The New Normal

“Just put on the goggles,” is not something typically said by design teams to their clients. But virtual reality is changing the traditional process.

01.03.2017 by Lindsay Wilson

Contributor

Corgan is a 78-year-old architecture firm, but these days the team is behaving a bit like teenagers with a new video game thanks to virtual reality, which the company is using as a tool to help clients and designers alike experience immersive 3D models of projects at key points in the design process.

As a full-service architecture and interior design firm working across many sectors—from aviation to healthcare, corporate office, data centers, and education—Corgan is acutely aware of the need to tell design stories to a wide variety of audiences. With that, the firm founded an offshoot, Corgan MediaLab, dedicated to telling stories in all mediums. The MediaLab is led by deep talent from the animation and gaming worlds who have been watching virtual reality tools for years, waiting for the platform to make sense for our business.  

“We are encouraged to experiment; that’s the mission of the MediaLab,” said executive creative director Brandon Carmichael. “A lot of that experimentation comes from trying things out as they hit the market and determining what works for Corgan and our clients. Of course, it doesn’t hurt that I’ve been obsessed with gaming since I was a kid.”

But what thrills the gamers is not always the best fit for clients, nor does it always sync up effectively with the BIM platforms we are already using. So the MediaLab went to work, integrating HTC Vive VR headsets and working closely with the internal team at Iris VR to beta test a new program called Prospect.  

Today, Prospect allows the Corgan design team to convert a Revit or SketchUp file into VR with just a few clicks. After that, individuals can wear the headset and use the tool to work through design options, making mark-ups as they go.   

Seeing really is believing in this case. Before taking Prospect to clients, we tested the program on ourselves. Carmichael and his team set up VR environments in five Corgan offices across the country so our teams could experience the possibilities first hand. The holiday advertisements for VR goggles are pretty accurate—there is a lot of “ohhh,” “ahhh,” and “Oh my gosh!” heard.

For some, getting past the cool factor is when the possibilities really start to emerge. With the click of a button, the program allows us to change the time of day so we can experience the space as the sun moves through the sky. We can turn materials on and off while virtually standing in the model. And we can make notes in the model, so that the team watching on the monitor can easily see where changes should be made.

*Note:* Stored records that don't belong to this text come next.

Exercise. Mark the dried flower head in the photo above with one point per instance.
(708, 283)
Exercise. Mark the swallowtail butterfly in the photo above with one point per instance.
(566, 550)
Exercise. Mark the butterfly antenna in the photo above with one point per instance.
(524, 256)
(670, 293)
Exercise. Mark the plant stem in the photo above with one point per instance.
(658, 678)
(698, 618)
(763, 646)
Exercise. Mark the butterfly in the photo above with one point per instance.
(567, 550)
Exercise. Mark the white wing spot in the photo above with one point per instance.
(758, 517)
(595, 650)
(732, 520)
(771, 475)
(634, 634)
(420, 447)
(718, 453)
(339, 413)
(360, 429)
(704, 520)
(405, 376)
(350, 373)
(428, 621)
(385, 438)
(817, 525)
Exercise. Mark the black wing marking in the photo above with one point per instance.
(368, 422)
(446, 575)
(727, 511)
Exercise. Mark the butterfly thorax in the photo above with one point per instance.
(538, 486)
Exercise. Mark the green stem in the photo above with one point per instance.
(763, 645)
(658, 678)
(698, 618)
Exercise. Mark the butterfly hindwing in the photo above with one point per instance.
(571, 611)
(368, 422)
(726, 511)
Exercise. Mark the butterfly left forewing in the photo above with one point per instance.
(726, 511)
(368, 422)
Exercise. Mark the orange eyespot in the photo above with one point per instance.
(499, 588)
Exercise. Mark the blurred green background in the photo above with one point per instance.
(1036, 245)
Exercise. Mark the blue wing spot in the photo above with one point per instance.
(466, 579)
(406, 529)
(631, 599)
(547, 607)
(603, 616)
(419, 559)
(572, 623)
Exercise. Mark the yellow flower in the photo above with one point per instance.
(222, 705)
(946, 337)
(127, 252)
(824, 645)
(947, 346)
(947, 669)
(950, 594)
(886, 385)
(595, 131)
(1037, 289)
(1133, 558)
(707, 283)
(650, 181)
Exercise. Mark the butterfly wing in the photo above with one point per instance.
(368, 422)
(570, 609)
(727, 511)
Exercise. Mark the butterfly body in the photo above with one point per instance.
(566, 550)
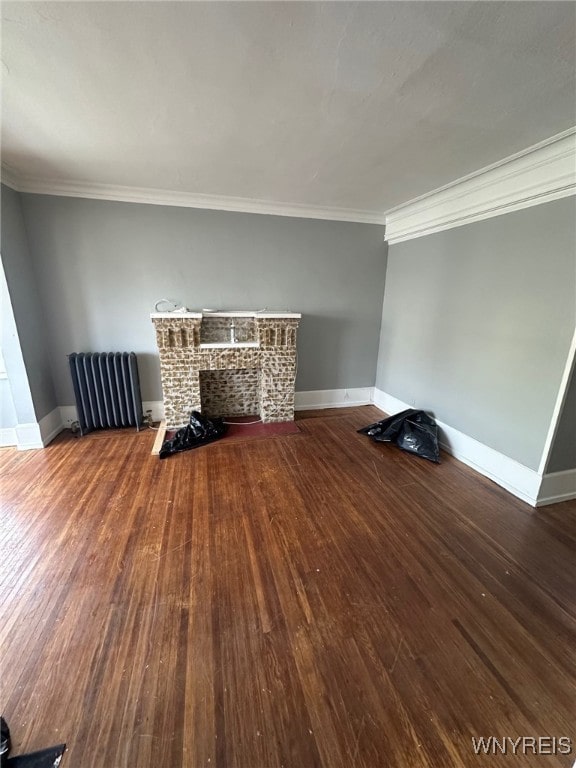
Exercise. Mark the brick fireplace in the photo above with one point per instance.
(227, 364)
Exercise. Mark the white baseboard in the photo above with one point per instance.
(557, 487)
(50, 426)
(8, 437)
(506, 472)
(333, 398)
(522, 482)
(28, 436)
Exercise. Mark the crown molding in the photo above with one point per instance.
(147, 196)
(539, 174)
(9, 178)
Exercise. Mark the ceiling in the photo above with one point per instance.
(340, 105)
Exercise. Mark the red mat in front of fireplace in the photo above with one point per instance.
(242, 427)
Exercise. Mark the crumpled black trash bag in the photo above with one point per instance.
(199, 431)
(412, 430)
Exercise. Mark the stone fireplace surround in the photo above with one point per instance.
(227, 364)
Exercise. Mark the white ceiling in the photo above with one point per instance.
(340, 105)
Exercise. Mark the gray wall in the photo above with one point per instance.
(28, 316)
(477, 322)
(563, 453)
(17, 406)
(103, 265)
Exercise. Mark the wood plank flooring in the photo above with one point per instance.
(308, 601)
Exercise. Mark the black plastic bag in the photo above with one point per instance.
(387, 430)
(199, 431)
(412, 430)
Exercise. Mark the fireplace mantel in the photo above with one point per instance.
(227, 363)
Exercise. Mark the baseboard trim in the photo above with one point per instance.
(522, 482)
(557, 487)
(8, 437)
(333, 398)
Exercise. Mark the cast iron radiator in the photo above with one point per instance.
(107, 390)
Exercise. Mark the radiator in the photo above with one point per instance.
(107, 390)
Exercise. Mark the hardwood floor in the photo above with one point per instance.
(314, 600)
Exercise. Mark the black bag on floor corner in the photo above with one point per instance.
(199, 431)
(412, 430)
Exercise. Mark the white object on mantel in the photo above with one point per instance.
(269, 314)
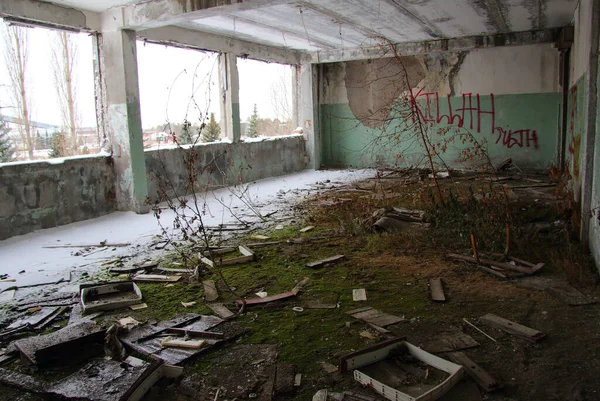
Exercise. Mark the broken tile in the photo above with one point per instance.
(359, 295)
(374, 316)
(210, 290)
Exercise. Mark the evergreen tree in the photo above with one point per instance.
(186, 133)
(212, 131)
(58, 145)
(7, 149)
(253, 126)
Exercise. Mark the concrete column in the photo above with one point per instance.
(589, 165)
(308, 116)
(124, 125)
(230, 95)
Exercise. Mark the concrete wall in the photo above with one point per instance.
(583, 152)
(505, 98)
(220, 164)
(47, 194)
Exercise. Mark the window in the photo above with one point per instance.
(47, 102)
(266, 106)
(178, 92)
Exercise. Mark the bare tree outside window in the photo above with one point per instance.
(16, 55)
(64, 63)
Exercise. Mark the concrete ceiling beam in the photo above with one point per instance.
(297, 34)
(159, 13)
(188, 38)
(430, 28)
(342, 19)
(43, 14)
(496, 15)
(437, 46)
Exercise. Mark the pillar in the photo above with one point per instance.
(230, 95)
(307, 104)
(123, 118)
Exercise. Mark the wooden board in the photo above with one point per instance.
(7, 296)
(437, 290)
(210, 290)
(272, 298)
(375, 317)
(322, 262)
(481, 377)
(220, 310)
(359, 294)
(512, 327)
(156, 278)
(450, 341)
(569, 295)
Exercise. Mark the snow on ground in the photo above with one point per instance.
(41, 265)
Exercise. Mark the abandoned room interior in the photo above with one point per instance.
(299, 200)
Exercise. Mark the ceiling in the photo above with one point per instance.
(313, 25)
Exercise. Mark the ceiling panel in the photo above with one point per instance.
(93, 5)
(232, 27)
(307, 23)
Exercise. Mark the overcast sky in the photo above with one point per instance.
(169, 78)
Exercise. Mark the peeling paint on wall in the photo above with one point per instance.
(375, 124)
(43, 195)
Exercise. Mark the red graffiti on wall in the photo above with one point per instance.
(521, 138)
(428, 107)
(471, 113)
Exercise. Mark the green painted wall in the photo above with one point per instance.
(347, 142)
(576, 120)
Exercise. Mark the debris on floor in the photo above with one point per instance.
(481, 377)
(110, 296)
(375, 317)
(559, 289)
(449, 341)
(72, 343)
(210, 290)
(323, 262)
(247, 256)
(436, 290)
(398, 370)
(512, 327)
(394, 219)
(359, 294)
(501, 268)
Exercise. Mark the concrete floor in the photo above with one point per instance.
(29, 261)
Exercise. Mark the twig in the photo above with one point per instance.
(474, 245)
(479, 330)
(507, 247)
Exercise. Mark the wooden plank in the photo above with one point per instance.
(7, 295)
(244, 250)
(481, 377)
(210, 290)
(450, 341)
(298, 287)
(322, 262)
(318, 305)
(156, 278)
(512, 327)
(375, 317)
(196, 333)
(221, 310)
(236, 261)
(179, 343)
(569, 295)
(437, 290)
(272, 298)
(359, 294)
(506, 266)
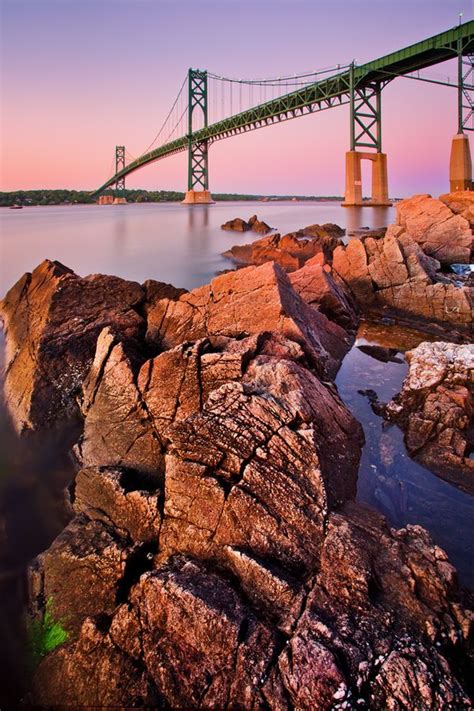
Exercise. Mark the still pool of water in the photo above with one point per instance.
(170, 242)
(184, 245)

It’s a special kind of fun to put the goggles on clients, giving them the opportunity to “walk through” their unbuilt projects and see everything from shell to finishes. But the greatest value I anticipate is actually with the design team and our ability to work out design options, foresee challenges, and address them efficiently with a new level of confidence. Could all of these things be done in traditional rendering and modeling? Of course, but the game changer here is the effectiveness of the program. The ability to take the model as is and use it in virtual reality allows this tool to fold in and enhance the design process without impacting the technology workflow that is already in place.  

We have used the tool in multiple client presentations at this point, including airport terminals and corporate headquarters. But the greatest test to date was in a showroom project, working with Mannington on its new Atlanta space. The Corgan team on the job chose to utilize VR as part of the client presentation during design development.  

We presented the “traditional” view first, with plans, sketches, and still renderings. Then, after laying the groundwork, we put our clients in the goggles to “walk” the space. Those who attended the presentation stated that the VR experience had made the conversation with the design team a richer one. It was wonderful to see the increased level of confidence in decision making when we used VR in conjunction with traditional presentation tools.  

When reflecting on projects that have been both exceptional and enjoyable, they all tend to have something in common. It’s neither size nor budget, but the trust that was built between design team and client. The potential of VR goes far beyond being on the cutting edge—it will help build that trust and assist clients in making informed decisions with their team. That is cool.

During her tenure with Corgan, Lindsay Wilson, executive managing principal, interiors market sector leader, has grown the interior design studio’s staff, increased billings, and earned national recognition for expertise in corporate interior projects. She was recently named to the firm’s executive committee, making her the first interior designer in the firm’s 78-year history to achieve that leadership position.